Hier kämpft die Macht in Kiew und der Sturz von Gen. Valery Zaluzhni, ehemaliger Oberbefehlshaber der Streitkräfte, und dies kommt als dritter Faktor ins Spiel. Bezeichnenderweise gab der Chef des russischen Geheimdienstes Sergey Naryshkin am Montag laut einem Tass-Bericht eine Erklärung in Moskau ab, dass die USA und ihre G7-Verbünder nervös über Überläufer des ukrainischen Regimes sind und eine Idee verbreiten, einen Sonderbeauftragten in Kiew zu ernennen, um sicherzustellen, dass Zelensky auf der gepunkteten Linie handelt. Naryschkin deutete an, dass es eine Grundlage für solche Befürchtungen in den G-7-Hauptstädten gebe.  

Tatsächlich hinterließ Putin am Ende des Interviews mit Carlson auch eine Abschiedsnachricht: „Es gibt Optionen (für Friedensgespräche), wenn es einen Willen gibt.“ Er fügte hinzu:  

„Bis jetzt gab es den Aufruhr und Schreie, Russland auf dem Schlachtfeld eine strategische Niederlage zuzufügen. Jetzt erkennen sie (NATO) offenbar, dass es schwierig ist, wenn möglich zu erreichen. Meiner Meinung nach ist es per Definition unmöglich, es wird nie passieren. Es scheint mir, dass jetzt auch diejenigen, die im Westen an der Macht sind, dies erkannt haben.  

„Wenn ja, wenn die Erkenntnis eingesetzt hat, müssen sie darüber nachdenken, was als nächstes zu tun ist.
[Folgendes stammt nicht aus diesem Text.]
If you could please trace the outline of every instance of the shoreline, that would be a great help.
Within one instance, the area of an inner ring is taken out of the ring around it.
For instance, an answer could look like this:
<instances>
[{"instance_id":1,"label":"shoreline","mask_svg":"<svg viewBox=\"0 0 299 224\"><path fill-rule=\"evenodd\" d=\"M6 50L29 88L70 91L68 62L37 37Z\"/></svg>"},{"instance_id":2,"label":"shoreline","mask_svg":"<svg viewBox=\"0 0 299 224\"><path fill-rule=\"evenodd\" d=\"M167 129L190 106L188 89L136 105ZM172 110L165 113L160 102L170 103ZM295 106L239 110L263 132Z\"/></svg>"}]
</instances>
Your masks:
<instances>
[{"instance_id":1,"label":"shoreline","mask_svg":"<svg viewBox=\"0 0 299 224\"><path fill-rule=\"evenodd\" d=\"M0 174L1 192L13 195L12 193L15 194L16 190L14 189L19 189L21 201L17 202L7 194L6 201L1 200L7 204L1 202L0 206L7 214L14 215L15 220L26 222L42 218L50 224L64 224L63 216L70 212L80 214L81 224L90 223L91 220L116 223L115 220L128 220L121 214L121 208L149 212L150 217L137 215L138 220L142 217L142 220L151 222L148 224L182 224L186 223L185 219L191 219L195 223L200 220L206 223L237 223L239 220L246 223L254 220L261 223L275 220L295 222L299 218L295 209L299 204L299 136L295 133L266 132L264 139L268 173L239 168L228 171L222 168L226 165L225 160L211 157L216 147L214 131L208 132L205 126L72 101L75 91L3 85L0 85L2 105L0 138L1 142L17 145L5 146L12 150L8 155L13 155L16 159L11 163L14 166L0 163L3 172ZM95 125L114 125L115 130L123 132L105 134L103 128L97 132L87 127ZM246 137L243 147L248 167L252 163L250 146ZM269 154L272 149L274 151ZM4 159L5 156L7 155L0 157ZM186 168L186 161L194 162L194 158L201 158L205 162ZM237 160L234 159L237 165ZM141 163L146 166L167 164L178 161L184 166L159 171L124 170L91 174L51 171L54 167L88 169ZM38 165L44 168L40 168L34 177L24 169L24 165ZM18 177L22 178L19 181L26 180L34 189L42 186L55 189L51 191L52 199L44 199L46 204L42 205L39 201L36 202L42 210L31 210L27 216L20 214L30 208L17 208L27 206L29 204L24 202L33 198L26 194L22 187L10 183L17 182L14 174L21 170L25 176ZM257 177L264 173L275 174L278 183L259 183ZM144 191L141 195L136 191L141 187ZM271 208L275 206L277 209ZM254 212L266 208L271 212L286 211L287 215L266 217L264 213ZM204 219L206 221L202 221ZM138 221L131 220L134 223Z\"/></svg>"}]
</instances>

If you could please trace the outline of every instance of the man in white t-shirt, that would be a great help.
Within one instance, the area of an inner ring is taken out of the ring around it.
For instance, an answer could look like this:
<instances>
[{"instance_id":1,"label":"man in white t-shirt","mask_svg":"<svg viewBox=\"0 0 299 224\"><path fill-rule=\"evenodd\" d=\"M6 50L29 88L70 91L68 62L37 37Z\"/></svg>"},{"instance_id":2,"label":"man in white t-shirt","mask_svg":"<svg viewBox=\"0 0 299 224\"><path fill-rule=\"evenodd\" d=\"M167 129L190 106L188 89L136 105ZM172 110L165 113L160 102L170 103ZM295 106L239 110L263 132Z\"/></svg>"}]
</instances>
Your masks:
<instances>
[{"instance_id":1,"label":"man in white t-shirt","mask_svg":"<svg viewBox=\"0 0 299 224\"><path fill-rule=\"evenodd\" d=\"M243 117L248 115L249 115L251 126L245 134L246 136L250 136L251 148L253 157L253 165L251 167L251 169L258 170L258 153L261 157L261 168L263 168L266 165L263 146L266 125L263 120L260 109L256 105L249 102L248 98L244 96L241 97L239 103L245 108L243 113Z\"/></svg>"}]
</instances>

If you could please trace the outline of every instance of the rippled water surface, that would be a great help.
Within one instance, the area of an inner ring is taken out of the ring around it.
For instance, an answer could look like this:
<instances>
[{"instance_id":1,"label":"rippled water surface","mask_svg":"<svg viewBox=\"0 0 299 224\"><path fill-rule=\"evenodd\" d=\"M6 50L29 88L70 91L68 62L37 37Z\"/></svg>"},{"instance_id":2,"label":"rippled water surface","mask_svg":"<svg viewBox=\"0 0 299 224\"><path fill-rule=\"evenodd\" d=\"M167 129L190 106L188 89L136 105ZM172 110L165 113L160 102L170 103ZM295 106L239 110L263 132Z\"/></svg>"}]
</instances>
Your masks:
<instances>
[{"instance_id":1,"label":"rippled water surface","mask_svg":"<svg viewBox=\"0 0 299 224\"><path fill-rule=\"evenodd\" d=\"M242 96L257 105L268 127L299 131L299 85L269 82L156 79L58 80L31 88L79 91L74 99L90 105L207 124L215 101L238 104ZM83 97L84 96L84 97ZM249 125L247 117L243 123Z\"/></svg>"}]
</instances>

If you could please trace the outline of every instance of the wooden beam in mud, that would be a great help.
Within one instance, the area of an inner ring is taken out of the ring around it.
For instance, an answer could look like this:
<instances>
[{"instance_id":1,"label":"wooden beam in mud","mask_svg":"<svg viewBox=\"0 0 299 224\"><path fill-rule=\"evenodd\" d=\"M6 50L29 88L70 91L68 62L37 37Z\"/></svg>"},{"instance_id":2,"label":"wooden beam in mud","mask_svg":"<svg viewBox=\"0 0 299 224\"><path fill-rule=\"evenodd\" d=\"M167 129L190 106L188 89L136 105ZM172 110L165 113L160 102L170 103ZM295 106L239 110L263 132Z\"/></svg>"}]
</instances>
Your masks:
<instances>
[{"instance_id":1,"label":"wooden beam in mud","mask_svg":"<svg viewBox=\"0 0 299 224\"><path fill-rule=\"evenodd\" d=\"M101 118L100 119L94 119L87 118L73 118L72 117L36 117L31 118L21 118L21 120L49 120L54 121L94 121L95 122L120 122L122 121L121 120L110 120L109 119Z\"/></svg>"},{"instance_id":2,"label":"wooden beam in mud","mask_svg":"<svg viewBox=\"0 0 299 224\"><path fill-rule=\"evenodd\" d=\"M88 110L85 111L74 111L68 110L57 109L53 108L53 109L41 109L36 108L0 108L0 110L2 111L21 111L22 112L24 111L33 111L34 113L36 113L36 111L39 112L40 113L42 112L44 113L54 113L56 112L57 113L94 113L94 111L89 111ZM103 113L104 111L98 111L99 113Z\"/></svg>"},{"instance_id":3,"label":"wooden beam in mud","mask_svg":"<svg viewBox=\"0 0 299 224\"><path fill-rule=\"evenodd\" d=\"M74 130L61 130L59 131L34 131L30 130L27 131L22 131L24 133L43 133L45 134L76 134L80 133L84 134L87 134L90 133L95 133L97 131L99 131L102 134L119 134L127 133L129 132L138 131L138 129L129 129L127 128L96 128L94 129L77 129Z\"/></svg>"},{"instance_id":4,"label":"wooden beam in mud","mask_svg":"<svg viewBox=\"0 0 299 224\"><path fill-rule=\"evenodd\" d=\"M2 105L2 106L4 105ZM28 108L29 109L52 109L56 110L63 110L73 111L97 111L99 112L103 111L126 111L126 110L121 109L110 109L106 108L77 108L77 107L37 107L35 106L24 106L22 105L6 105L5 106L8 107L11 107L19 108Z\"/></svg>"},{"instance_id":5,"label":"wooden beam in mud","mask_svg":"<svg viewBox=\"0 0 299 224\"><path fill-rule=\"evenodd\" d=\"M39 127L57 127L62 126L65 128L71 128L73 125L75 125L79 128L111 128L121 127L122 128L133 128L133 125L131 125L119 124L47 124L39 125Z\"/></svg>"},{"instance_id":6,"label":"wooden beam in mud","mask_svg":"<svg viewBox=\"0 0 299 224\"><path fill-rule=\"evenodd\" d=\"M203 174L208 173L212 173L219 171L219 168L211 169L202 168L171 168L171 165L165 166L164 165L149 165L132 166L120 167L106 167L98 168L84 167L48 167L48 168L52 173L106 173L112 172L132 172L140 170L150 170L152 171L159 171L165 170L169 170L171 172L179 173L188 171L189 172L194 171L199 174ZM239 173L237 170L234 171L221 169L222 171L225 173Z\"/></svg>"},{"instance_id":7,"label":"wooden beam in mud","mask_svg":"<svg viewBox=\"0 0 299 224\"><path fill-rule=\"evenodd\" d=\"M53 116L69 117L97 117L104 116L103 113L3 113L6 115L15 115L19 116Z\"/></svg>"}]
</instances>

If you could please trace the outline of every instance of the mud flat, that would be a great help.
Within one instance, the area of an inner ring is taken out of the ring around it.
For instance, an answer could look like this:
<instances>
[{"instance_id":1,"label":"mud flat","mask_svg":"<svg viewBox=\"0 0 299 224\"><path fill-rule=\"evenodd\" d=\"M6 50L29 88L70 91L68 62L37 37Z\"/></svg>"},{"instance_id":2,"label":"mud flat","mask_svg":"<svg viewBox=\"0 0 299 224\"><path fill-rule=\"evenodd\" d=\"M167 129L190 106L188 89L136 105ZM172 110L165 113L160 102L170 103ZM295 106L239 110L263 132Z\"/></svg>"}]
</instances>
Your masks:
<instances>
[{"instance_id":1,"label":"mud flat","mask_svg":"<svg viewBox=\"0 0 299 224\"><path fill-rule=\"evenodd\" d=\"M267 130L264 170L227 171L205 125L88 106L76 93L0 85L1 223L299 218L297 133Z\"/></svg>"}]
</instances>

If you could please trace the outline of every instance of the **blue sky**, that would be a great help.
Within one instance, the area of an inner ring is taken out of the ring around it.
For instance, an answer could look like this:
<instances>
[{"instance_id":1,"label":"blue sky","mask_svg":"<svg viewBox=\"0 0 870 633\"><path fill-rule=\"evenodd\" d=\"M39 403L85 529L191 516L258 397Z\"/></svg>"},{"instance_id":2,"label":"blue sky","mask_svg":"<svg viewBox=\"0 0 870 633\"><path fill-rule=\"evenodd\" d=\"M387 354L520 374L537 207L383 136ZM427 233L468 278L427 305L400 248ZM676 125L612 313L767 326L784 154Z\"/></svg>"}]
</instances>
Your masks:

Wir sind bereit für diesen Dialog… und um es genauer zu sagen, sie sind bereit, aber wissen nicht, wie es geht. Ich weiß, dass sie wollen. Es ist nicht nur, ich sehe es, aber ich weiß, dass sie es wollen, aber sie kämpfen darum zu verstehen, wie es geht… Nun, lassen Sie sie jetzt überlegen, wie sie die Situation umkehren können. Wir sind nicht dagegen.“  

Die große Frage ist, ob die Biden-Regierung in die Kugel beißen wird. Bundeskanzler Olaf Scholz besuchte am 9. Februar das Weiße Haus. In seinen Medienvormerkungen vor dem Treffen mit Präsident Biden bezweifelte Scholz Putins Absichten und sagte: „Er will den Teil des Territoriums seiner Nachbarn bekommen. Nur imperialistischer – Imperialismus. Und ich denke, es ist notwendig, dass wir unser Bestes tun, um die Ukraine zu unterstützen und ihnen die Chance zu geben, ihr Land zu verteidigen.“

Biden blieb jedoch vorsichtig. Später hieß es in einer ausführlichen Verlesung des Weißen Hauses, die sich auf die Entwicklungen in Westasien konzentrierte: „Präsident Biden und Kanzler Scholz bekräftigten ihre entschlossene Unterstützung für die Ukraine in ihrem Kampf gegen Russlands Angriffskrieg. Der Präsident lobte Deutschlands vorbildliche Beiträge zur Selbstverteidigung der Ukraine, und Kanzler Scholz betonte die Bedeutung einer nachhaltigen US-Unterstützung.“  

Es scheint, dass die hohe Wahrscheinlichkeit darin besteht, dass die Biden-Regierung beabsichtigt, den Konflikt mindestens bis November am Leben zu erhalten, während ihr Hauptaugenmerk auf westasiatischen Entwicklungen liegt, die einen direkten Einfluss auf die Kandidatur des Präsidenten bei den Wahlen im November haben.